Meituan-Dianping’s Use of Flink-based Real-time Data Warehouse Platforms
Download the “Real Time is the Future — Apache Flink Best Practices in 2020” whitepaper to learn about Flink’s development and evolution in the past year, as well as Alibaba’s contributions to the Flink community.
By Lu Hao (Senior Technical Expert at Meituan-Dianping)
Data warehouse construction is an essential part of data intelligence and an inevitable challenge in large-scale data application. Flink-based real-time data warehouses assume an important role in the data process. In this article, Lu Hao, a senior technical expert from Meituan-Dianping, shares Meituan-Dianping’s practices using the Flink-based real-time data warehouse platform.
This article covers the following content:
- Meituan-Dianping’s Real-time Computing evolution and business practices
- Flink-based real-time data warehouse platform
- Future development and considerations
1) Meituan-Dianping’s Real-time Computing Evolution and Business Practices
Evolution of Real-time Computing at Meituan-Dianping
In 2016, Meituan-Dianping already had an initial platform based on Apache Storm. In early 2017, Meituan-Dianping introduced Spark Streaming for specific scenarios, mainly for data synchronization. At the end of 2017, Meituan-Dianping introduced Flink on its real-time computing platform. Compared with Apache Storm and Spark Streaming, Flink has many advantages. At this stage, Meituan-Dianping carried out an in-depth platform-oriented restructuring of its system, focusing on the security, stability, and ease of use. Since 2019, Meituan-Dianping has been committed to providing real-time data warehouse and machine learning solutions to better support businesses.
Real-time Computing Platform
At present, Meituan-Dianping has thousands of machines and tens of thousands of active jobs on its real-time computing platform every day, with 150 million messages processed per second during peak hours and thousands of users using the real-time computing service.
Real-time Computing Platform Architecture
The following figure shows the real-time computing architecture of Meituan-Dianping.
The underlying layer collects real-time user data, including binary logs, backend service logs, and IoT data, which are processed by the log collection team and the database collection team and then collected to Apache Kafka. The data is used in both real-time computing and offline computing.
Above the collection layer is the storage layer. In addition to using Apache Kafka as a message channel, this layer stores status data based on HDFS and stores dimension data based on HBase.

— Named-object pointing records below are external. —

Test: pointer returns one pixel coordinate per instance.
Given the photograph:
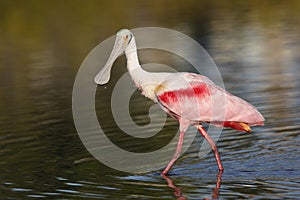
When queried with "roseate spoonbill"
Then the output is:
(190, 98)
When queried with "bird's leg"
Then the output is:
(212, 144)
(176, 155)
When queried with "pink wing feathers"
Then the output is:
(196, 98)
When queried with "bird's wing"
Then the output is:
(198, 99)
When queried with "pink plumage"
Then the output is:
(190, 98)
(200, 100)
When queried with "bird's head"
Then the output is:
(124, 38)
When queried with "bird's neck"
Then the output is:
(134, 68)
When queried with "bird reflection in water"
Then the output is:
(178, 191)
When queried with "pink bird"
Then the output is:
(190, 98)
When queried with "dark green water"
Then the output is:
(256, 46)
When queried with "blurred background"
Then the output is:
(255, 45)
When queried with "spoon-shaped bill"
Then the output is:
(103, 75)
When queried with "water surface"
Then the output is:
(43, 43)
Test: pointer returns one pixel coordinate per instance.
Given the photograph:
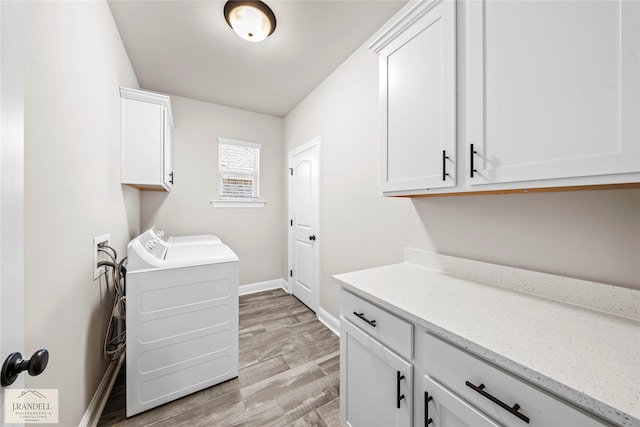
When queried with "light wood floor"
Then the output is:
(289, 374)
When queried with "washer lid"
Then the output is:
(184, 255)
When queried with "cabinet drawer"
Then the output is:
(443, 408)
(394, 332)
(475, 381)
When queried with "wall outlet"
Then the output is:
(99, 255)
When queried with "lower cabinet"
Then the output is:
(442, 408)
(470, 391)
(376, 385)
(451, 388)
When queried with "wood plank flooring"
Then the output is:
(289, 375)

Above the storage layer is the engine layer, which includes Apache Storm and Flink. The real-time computing platform encapsulates frameworks and supports public packages and components for users at the engine layer.
Above the engine layer is the platform layer, which manages data, tasks, and resources.
The top layer of the architecture is the application layer, which includes real-time data warehouses, machine learning, data synchronization, and event-driven applications.
Meituan-Dianping’s real-time computing platform mainly provides job and resource management functions.
Job management includes job configuration, release, and status functions.
- Job configuration includes job settings, runtime settings, and topology settings.
- Job release includes version management, compilation, release, and rollback.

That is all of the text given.